PgmNr D82: Modelling Intellectual Disability Disorders in Drosophila - from Genes to Functional Modules and Clinical Applications.

Authors:
Annette Schenck; & laboratory


Institutes
Department of Human Genetics, Donders Institute for Brain, Cognition and Behaviour, Radboud university medical center, Nijmegen, the Netherlands.


Abstract:

Intellectual Disability (ID) disorders are, due to their high frequency and lifetime long expenses, the biggest unmet challenge in clinical genetics and among the largest cost factors of health care in Western countries. ID disorders are largely monogenic, and disease gene identification over the past decade has been highly successful. More than 800 causative genes (‘ID genes’) have been reported, providing unique stepping stones into the molecular basis of cognition. However, the role of most ID genes, particularly in the nervous system, is poorly understood. A highly efficient model organism is needed to make use of the available information and advance our knowledge in this field.

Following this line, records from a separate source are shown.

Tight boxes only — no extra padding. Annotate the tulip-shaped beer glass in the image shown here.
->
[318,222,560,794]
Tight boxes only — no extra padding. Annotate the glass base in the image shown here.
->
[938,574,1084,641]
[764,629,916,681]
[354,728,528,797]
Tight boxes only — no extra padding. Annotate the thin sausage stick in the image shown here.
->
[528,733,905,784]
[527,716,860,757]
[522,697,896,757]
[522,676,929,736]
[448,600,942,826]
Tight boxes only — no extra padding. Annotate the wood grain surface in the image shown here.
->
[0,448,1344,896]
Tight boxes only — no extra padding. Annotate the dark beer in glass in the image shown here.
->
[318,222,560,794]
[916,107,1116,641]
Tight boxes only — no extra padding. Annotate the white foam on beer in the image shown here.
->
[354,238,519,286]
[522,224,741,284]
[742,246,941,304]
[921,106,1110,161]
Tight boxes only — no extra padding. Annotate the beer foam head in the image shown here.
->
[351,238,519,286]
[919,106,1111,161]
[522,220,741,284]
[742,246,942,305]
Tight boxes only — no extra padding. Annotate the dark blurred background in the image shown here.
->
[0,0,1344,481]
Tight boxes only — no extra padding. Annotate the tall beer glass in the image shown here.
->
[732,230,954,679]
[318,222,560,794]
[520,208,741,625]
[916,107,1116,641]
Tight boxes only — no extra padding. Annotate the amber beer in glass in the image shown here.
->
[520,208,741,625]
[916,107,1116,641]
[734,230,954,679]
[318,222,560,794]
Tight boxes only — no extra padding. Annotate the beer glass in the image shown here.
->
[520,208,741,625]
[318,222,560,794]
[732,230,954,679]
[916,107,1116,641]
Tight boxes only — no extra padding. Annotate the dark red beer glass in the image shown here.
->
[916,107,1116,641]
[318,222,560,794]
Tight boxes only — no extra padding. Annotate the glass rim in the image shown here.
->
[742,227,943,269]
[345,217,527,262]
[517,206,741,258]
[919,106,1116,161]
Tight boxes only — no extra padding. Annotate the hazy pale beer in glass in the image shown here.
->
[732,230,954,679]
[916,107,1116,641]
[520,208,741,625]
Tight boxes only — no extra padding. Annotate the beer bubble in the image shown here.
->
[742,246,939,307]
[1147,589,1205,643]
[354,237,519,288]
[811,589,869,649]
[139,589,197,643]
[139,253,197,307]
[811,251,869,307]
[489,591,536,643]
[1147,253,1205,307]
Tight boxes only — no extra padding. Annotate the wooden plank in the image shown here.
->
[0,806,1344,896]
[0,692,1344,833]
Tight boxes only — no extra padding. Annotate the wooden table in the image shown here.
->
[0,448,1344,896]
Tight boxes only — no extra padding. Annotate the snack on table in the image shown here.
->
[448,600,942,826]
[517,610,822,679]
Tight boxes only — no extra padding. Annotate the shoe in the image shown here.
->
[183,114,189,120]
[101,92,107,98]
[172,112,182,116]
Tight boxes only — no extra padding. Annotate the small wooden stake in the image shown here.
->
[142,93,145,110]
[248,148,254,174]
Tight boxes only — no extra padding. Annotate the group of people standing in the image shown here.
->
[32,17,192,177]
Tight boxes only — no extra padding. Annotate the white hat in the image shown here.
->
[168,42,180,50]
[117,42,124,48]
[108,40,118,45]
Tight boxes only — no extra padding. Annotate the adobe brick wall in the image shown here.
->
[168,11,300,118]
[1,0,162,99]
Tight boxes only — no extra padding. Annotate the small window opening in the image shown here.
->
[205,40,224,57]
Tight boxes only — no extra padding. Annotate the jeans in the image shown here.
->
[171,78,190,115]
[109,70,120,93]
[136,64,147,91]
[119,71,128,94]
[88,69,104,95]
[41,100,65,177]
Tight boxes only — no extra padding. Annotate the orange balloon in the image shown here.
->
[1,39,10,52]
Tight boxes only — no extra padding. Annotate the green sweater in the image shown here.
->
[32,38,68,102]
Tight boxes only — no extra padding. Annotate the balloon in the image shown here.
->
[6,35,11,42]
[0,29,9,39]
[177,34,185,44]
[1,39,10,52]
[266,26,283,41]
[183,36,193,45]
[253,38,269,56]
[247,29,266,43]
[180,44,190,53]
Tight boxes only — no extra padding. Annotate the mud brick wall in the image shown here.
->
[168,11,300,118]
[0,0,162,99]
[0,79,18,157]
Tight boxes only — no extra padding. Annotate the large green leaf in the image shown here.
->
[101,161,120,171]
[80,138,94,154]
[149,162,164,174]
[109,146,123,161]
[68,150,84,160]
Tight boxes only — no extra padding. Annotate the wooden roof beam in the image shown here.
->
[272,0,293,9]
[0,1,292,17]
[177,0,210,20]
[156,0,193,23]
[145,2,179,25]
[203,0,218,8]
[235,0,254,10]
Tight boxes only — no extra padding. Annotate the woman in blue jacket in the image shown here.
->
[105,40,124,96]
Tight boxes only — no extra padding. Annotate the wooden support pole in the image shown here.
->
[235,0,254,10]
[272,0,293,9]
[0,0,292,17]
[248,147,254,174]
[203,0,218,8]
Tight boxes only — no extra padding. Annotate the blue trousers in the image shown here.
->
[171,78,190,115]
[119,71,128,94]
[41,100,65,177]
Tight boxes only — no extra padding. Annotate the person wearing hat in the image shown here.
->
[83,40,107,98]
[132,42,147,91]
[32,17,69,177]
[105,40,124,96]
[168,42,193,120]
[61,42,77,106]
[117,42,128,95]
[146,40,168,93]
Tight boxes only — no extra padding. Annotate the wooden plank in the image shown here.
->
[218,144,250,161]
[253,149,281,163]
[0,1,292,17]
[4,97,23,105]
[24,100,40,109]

I will present a synopsis of our work in humans and Drosophila, which aims to identify novel pathways and mechanisms that are commonly disrupted in ID and clinically & genetically overlapping Autism Spectrum Disorders. Large-scale phenotyping in Drosophila revealed novel roles of ID genes, such as regulation of basal neurotransmission, synapse development and learning. Our data present experimental evidence that ID disorders converge on highly connected, evolutionarily conserved functional modules. Consistent with conserved modularity, Drosophila phenotype groups mirror human disease similarity, establishing Drosophila as a model for human phenomics. I would also like to discuss how Drosophila can contribute to disease gene validation in the era of Next Generation Sequencing, and report on our ongoing effort to establish parallel outcome measures in human patients and Drosophila models to enhance the translational impact of our model.

Our goal is to provide conceptual advance in understanding of higher brain function in health and disease and to significantly contribute to the development of 'Next Generation' diagnostic and therapeutic strategies for ID and related disorders.